Estatísticas do índice do Empresômetro apontam que outra parte destes novos negócios é de antigos empreendedores do setor de alimentação fora do lar que encerraram um modelo de operação para iniciar outro. Segundo Amaral, muitos deles fecharam os pontos fixos para investir no formato de delivery, que deu um salto ao longo da pandemia.
“Os restaurantes tradicionais e as lanchonetes não tinham a visão do delivery, e foram forçadas pelo fechamento obrigatório a começarem a operar, mas sem uma estrutura e uma visão do que é o delivery. Já os novos negócios que estão surgindo estão incluindo o serviço nas suas estratégias de venda”, conta.
É exatamente o que apontou a mais recente pesquisa da Brain Inteligência Estratégica feita com exclusividade ao FoodCo., a nova plataforma de comunidade e educação da Pinó, da Gazeta do Povo. De acordo com o levantamento, os aplicativos de delivery passaram a ser usados por 56% dos entrevistados, sendo que 14% usavam pouco e 42% já tinham uma frequência maior.
Destes, 26% disseram ter aumentado muito o uso, e 37% um pouco. Isso confirma o que o que Gilberto Luiz do Amaral classifica como uma “mudança cultural da população”, que não deixou de consumir alimentos prontos mesmo com o fechamento dos restaurantes. Apenas mudou a forma de compra-los.
“As pessoas não deixaram de comer alimentos preparados fora de casa, mas não sabiam o que era pedir uma comida através de aplicativos. Com isso o mercado foi ampliado”, afirma.
Aposta na retomada
É o que o empresário Leonardo Macedo, da rede de docerias Nanica Brasil, viu acontecer do ano passado para cá. Durante a pandemia do coronavírus, as vendas triplicaram no delivery dele, o que permitiu a abertura de mais pontos voltados exclusivamente para as entregas em São Paulo.
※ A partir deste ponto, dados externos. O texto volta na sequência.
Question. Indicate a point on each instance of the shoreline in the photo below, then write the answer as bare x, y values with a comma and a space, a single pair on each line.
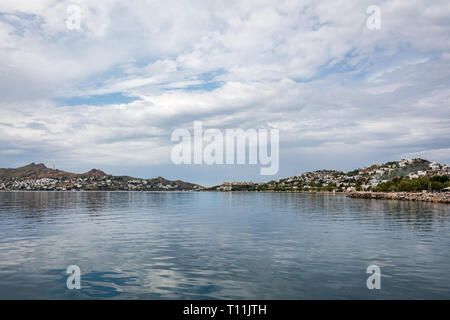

“Entramos em 2020 com uma loja física e duas dark kitchens, e aí as notícias da pandemia começaram a chegar. Mas nós já estávamos preparados para o delivery desde o começo, e vimos as vendas triplicarem e abrimos mais uma dark kitchen em São Paulo e uma em Campinas, apostamos na retomada”, explica.
Isso confirma o que a Brain atribuiu aos dados da pesquisa, de que os empreendedores que se prepararam para o delivery teriam um desempenho de vendas maior durante e após a pandemia.
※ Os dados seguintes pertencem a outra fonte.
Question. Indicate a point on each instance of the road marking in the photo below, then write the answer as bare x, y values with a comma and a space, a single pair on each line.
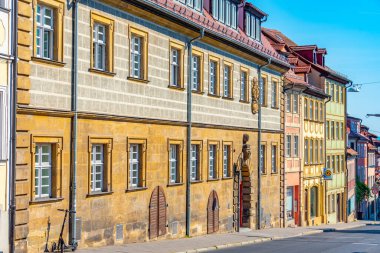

Com a flexibilização dos decretos sanitários por todo o país em função do avanço da vacinação, Gilberto Luiz do Amaral diz que mais e mais negócios estão podendo voltar a operar com uma maior capacidade ou limite de horários de atendimento. A chegada do verão, segundo ele, vai ser de novas apostas de negócios.
“Vemos também os empreendedores indo para determinados nichos de atuação [como comida vegetariana, etc], e veremos ainda a abertura de muitos negócios com espaços de convivência ao ar livre e de reunião de pessoas para socializarem e cozinharem juntas”, afirma.
Isso deve ocorrer por conta da necessidade de socialização que as pessoas têm após tantos meses de pandemia e de restrições sociais, como também vem sendo apontado em pesquisas de mercado.